It's hard to believe how things were in the mid 80's. I found myself working for a London based accountancy practice during my gap year from University. The firm had a niche client base of various entertainment and television celebrities along with a selection of audit clients consisting of west end theatres. It was during the audit of one of these in that I was first exposed to what went on behind the scenes when Joe public wanted to buy a ticket for a performance. Bear in mind that, at this time, Ticketmaster was just taking off and had just started moving into electronic ticketing. I seem to remember having to phone the box office to reserve tickets for later collection and payment, or having to actually go to the box office and speak to someone, write a cheque or hand over hard cash in order to get my ticket. Credit cards didn't really exist at that time.
Anyhow, it was all done as follows (to the best of my memory)
1. There were huge sheets of paper showing the layout of the theatre and all the seats available for sale grouped into areas. Each show had it's individual seat prices. The box office staff had sheets for every performance that they were selling. Group prices and discounts were all manual.
2. The big advantage of going to the box office itself to buy a ticket was that you could see the location of the seat you were buying, something that is now pretty much standard when you book online today.
3. When a seat was sold it was marked off on the plan, and ticket removed from the relevant ticket book, the stub was hand written with details of the customer and the price. The ticket was placed in an envelope for collection or posted if the customer had an account with the theatre.
4. These theatre maps and ticket books were then passed to the accounts department after the show had been performed, the seats and prices were all manually added up and entered onto the ledgers by hand. There were no spreadsheets or computers in those days. I can't recall how the credit customers were dealt with. Maybe it was via the old Kalamazoo manual accounting system
5. There must have been some way of reconciling the cash received by performance but I don't recall.
In order to audit the theatre revenue we did the usual high level controls review but, inevitably, there was an element of substantive "tick and bash". As audit juniors we were given a list of performances to check and were despatched down to the archive rooms to retrieve the relevant theatre maps and ticket books. It was just then a case of checking all the seat sales back to the ticket stubs, checking for unsold tickets and manually recalculating the the revenue for the performance. We must have checked some form of associated paperwork for the authorisation of the "free" and "guest" tickets plus any discounted prices - maybe it was part of the FOH manager's duties and there were separate records which we could check.
Anyhow, that was how it was done until BORIS came into existence and the the preceding manual processes were replicated and programmed into the first computerised box office reservation systems. I think BORIS was used at the Sadlers Well theatre and if my memory serves me correctly, it was run on equipment supplied by IBM. All I can remember is this room with a couple of huge cabinet sized machines which had these large circular disk boxes being changed at various times - the boxes reminded me of school dinner plates with those aluminium plate separators inserted between the plates. In those days the computers screens (VDU's) were rudimentary but did display the seating plan and the status of each seat.
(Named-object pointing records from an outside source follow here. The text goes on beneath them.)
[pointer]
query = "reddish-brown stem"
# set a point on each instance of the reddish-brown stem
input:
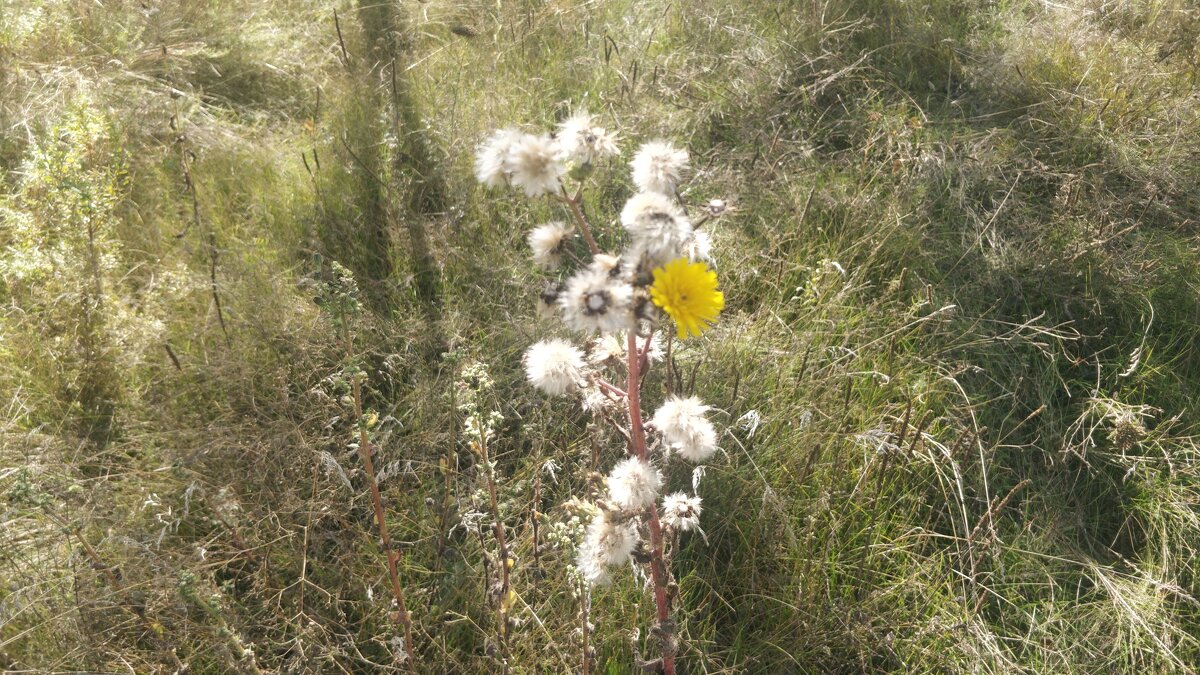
(667, 360)
(397, 591)
(658, 568)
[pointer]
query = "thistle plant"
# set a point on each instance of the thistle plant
(619, 309)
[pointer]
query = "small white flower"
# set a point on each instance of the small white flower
(594, 302)
(658, 167)
(660, 231)
(491, 157)
(580, 139)
(606, 264)
(681, 512)
(607, 543)
(634, 484)
(551, 469)
(549, 242)
(685, 429)
(532, 163)
(555, 366)
(595, 400)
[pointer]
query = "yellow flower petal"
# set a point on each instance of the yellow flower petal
(688, 293)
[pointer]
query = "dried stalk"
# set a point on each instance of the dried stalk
(658, 567)
(401, 616)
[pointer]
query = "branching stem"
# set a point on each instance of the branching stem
(397, 591)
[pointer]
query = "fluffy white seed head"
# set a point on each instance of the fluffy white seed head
(606, 264)
(581, 141)
(549, 242)
(659, 167)
(532, 163)
(701, 246)
(634, 484)
(685, 429)
(553, 366)
(607, 543)
(491, 157)
(595, 302)
(659, 230)
(681, 512)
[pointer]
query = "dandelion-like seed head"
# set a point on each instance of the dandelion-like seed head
(581, 141)
(555, 366)
(688, 293)
(659, 167)
(681, 512)
(491, 157)
(634, 484)
(532, 165)
(549, 242)
(594, 302)
(609, 542)
(685, 429)
(659, 230)
(606, 264)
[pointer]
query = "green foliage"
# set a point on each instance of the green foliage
(957, 370)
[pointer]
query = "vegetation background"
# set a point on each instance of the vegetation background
(964, 305)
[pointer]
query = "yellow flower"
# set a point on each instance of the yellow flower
(688, 293)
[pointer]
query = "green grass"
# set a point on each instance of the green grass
(963, 294)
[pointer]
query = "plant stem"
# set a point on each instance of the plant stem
(577, 213)
(658, 568)
(501, 539)
(397, 591)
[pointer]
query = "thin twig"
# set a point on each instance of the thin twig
(401, 616)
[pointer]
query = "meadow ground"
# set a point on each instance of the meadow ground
(957, 376)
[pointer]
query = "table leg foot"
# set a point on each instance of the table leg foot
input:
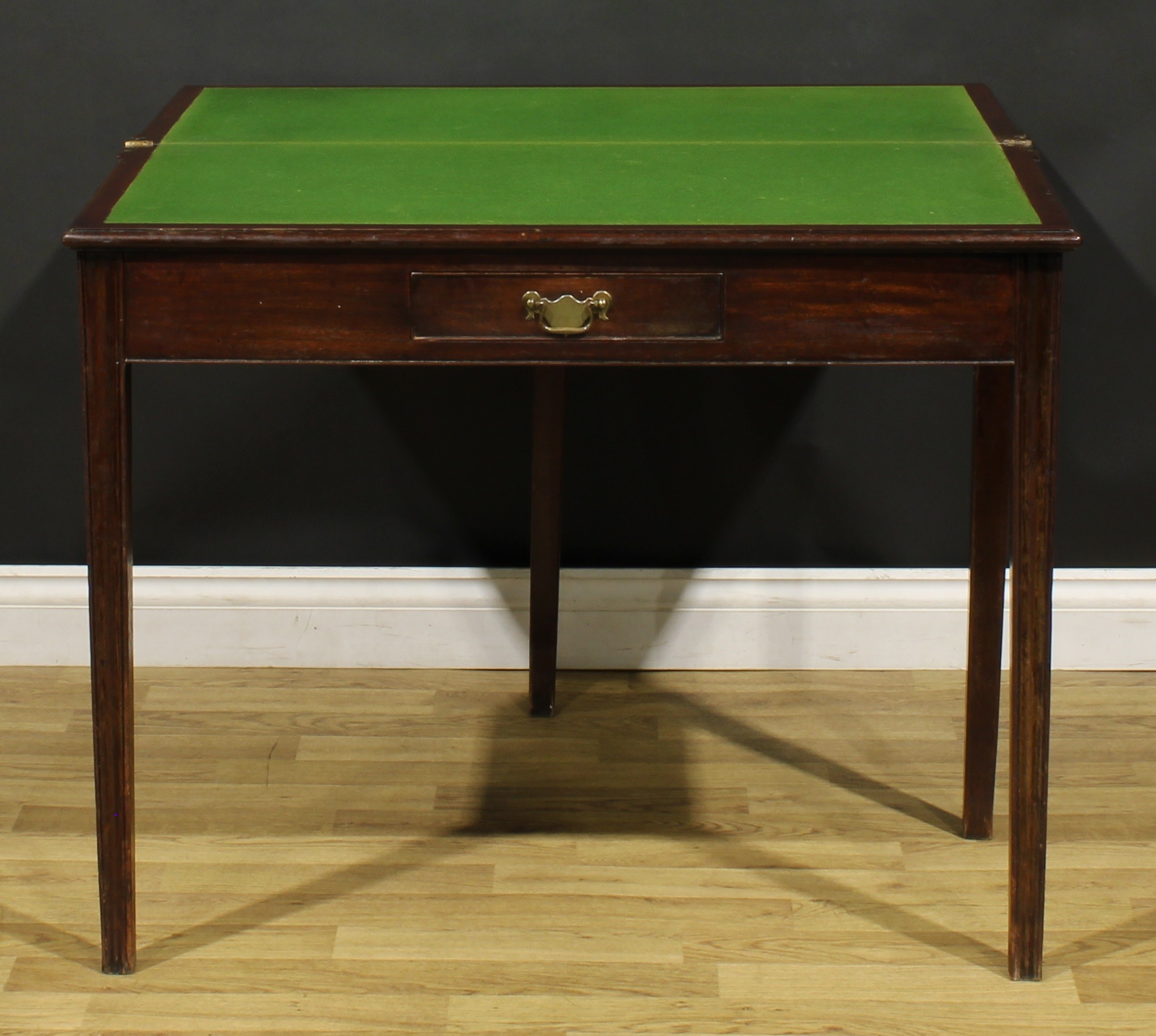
(545, 536)
(991, 501)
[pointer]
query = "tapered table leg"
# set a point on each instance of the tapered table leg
(991, 501)
(545, 521)
(106, 442)
(1031, 607)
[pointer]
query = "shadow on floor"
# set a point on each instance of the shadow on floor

When the seat was sold, the system recorded the sale information and price and passed all this data into some form of database. The VDU's must have been set to display certain sections at a time as they would not have been large enough to show the entire seating plan. All of the manual processes of adding up the seat sales by prices was "computerised" and reports generated to record the revenue. How we audited this, I again don't recall. I'm sure that these embryonic systems were not 100% reliable and there must have been a method of continuing the sales process when the system crashed (Probably the paper based system that existed before the computer system). The dissertation I wrote on these systems is somewhere in a box in the loft and I need to dig it out as I'm sure there were other systems coming to the market at the time. I've searched the internet for other articles researching the first dawn of computerised box office systems but it's pretty sparse and mainly relates to the airline industry.